Sessions DOJ Wins First Round for Trump over DACA at Supreme Court

Courts Supreme Court 3

This column by ACRU General Counsel Ken Klukowski was published December 21, 2017 by Breitbart.

WASHINGTON, D.C.—-Attorney General Jeff Sessions on Wednesday won the first legal battle at the Supreme Court over DACA.

The unanimous decision threw out orders by a federal trial judge and the Ninth Circuit appeals court requiring disclosure of sensitive government documents—-papers which may include communications with President Donald Trump about the decision to end the amnesty program.

Two amnesty programs for illegal aliens were operating when President Trump was inaugurated. The first was DACA (Deferred Action for Childhood Arrivals), concerning illegal aliens brought to the United States at a young age, which covered 800,000 people. The second was DAPA, which broadened DACA’s terms to cover at least 4.3 million illegal aliens.

In November 2015, the U.S. Court of Appeals for the Fifth Circuit held DAPA was illegal. The Obama administration appealed that decision to the Supreme Court, but after the unexpected death of Justice Antonin Scalia, the justices tied 4-4 on the case in October 2016, leaving the Fifth Circuit’s decision in place.

President Trump ended DAPA upon taking office, consistent with the Fifth Circuit’s decision. Sessions then made a determination that the reasons DAPA was illegal also made DACA illegal. At the U.S. Department of Homeland Security (DHS), Acting Secretary Elaine Duke accepted Sessions’ legal analysis, and started to wind down DACA.

Leftwing activists sued under the Administrative Procedure Act (APA) in one of California’s federal courts. The case went to Judge William Alsup, a liberal judge appointed by Bill Clinton. Alsup ruled that the 256-page administrative record the U.S. Department of Justice (DOJ) submitted to the court was insufficient, ordering the Trump administration to produce all materials that Duke considered in making DHS’s decision. This would encompass all documents containing internal deliberations, including those from the White House, and even any communications involving President Trump directly.

DOJ appealed to the U.S. Court of Appeals for the Ninth Circuit, requesting a rare writ of mandamus to block Alsup’s order.
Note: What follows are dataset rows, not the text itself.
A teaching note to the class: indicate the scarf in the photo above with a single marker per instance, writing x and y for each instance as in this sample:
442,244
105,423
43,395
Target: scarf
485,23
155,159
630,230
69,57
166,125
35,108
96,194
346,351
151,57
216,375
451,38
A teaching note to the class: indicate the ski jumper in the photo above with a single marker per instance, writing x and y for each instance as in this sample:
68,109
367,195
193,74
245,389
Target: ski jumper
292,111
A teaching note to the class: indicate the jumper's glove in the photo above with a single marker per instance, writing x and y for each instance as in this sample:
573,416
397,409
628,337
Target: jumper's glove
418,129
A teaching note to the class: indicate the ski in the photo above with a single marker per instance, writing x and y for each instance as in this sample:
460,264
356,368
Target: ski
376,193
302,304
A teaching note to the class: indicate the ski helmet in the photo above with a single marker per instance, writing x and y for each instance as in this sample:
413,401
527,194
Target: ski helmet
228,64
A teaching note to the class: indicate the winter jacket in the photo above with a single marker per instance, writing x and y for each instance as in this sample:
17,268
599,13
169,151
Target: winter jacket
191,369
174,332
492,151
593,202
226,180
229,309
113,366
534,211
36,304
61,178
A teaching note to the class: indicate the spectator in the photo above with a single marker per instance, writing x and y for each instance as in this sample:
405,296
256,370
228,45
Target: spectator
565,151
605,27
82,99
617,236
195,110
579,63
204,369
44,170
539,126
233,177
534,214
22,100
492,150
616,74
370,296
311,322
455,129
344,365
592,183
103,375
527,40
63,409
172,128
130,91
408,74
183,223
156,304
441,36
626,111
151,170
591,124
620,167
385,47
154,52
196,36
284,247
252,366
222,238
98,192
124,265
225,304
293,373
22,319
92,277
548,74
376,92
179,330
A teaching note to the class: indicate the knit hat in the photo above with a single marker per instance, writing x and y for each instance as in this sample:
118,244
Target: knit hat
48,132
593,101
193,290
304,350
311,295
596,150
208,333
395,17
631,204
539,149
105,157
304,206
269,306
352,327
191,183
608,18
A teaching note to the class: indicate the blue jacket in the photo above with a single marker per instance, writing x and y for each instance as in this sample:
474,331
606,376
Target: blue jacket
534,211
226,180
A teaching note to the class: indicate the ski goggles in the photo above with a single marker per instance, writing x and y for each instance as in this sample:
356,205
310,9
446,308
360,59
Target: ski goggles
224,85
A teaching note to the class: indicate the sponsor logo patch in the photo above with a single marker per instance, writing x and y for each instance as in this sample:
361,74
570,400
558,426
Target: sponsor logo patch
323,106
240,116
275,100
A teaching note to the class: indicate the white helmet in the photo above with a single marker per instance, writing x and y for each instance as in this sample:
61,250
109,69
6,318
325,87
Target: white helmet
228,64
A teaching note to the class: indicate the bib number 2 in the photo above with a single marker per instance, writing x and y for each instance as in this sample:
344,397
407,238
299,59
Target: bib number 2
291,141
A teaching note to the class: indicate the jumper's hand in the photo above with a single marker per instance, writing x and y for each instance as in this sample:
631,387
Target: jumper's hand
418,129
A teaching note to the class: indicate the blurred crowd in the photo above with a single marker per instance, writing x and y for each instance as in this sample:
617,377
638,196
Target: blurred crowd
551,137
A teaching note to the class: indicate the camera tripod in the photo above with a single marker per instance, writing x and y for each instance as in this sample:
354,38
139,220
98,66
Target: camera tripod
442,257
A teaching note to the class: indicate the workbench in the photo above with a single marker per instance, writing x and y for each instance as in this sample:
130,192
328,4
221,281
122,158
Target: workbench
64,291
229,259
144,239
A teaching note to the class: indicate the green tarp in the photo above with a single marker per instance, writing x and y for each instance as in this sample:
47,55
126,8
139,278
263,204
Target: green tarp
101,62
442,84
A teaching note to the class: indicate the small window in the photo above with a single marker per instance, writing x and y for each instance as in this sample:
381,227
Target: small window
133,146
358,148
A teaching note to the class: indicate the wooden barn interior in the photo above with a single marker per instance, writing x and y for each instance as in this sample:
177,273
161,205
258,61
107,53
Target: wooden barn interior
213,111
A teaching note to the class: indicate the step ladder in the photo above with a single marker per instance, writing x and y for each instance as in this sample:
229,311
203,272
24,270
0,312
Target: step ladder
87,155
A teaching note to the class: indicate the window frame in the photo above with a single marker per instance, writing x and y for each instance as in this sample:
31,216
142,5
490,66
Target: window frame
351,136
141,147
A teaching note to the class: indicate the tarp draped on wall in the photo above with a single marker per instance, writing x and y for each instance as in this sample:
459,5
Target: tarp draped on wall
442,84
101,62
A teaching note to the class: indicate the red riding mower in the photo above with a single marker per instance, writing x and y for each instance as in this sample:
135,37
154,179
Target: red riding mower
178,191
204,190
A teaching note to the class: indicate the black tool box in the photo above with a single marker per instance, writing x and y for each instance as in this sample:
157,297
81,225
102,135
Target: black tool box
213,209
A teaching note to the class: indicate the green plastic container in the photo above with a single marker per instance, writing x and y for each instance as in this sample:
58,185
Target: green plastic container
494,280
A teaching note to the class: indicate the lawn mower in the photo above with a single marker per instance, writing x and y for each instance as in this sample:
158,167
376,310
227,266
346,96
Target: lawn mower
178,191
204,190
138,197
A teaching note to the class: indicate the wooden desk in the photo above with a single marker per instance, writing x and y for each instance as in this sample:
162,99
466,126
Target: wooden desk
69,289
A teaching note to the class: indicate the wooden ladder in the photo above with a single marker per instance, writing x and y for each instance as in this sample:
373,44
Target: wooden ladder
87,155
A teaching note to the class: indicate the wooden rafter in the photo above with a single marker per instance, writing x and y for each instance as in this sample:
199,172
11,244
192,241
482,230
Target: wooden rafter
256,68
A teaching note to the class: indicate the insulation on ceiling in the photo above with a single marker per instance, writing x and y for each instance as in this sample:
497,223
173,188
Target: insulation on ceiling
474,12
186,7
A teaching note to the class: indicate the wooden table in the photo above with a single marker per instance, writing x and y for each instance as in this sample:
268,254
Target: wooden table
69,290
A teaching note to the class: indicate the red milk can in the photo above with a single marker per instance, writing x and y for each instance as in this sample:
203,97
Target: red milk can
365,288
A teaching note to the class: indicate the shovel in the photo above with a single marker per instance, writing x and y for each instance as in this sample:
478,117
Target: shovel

The appellate court sided with the lower court by a 2-1 vote. The dissenting judge expressed concern that this order violated legally privileged material, including documents shielded by executive privilege.

U.S. Solicitor General Noel Francisco, Sessions’ top appellate lawyer, then petitioned the Supreme Court to step in.

On Wednesday, the Court issued a 4-page unanimous per curiam opinion in favor of President Trump, explaining:

In the District Court litigation [the plaintiffs] argue that the Acting Secretary’s [Elaine Duke’s] determination to rescind DACA in the near future is unlawful because, among other reasons, it violates the Administrative Procedure Act (APA) and the Due Process Clause of the Fifth Amendment, including the equal protection guarantee implicit in that Clause.

“The Government makes serious arguments that at least portions of the District Court’s order are overly broad,” the Court continued. The justices went on to instruct the lower courts on which issues they needed to resolve before persisting on seeking this sensitive material.

“In any event, the District Court may not compel the Government to disclose any document that the Government believes is privileged without first providing the Government with the opportunity to argue the issue,” the opinion continued.

The Supreme Court vacated (i.e., threw out) the Ninth Circuit’s decision, and sent the case back to the lower courts to carry out the justices’ directions.

Although this is not a final decision on the lawsuits, the Supreme Court’s unanimous decision on the first aspect of the litigation to reach the nation’s highest court is an unmitigated victory for President Trump and Attorney General Sessions on the hot-button issue of DACA.

The case at this stage is In re United States, No. 17-801 at the U.S. Supreme Court.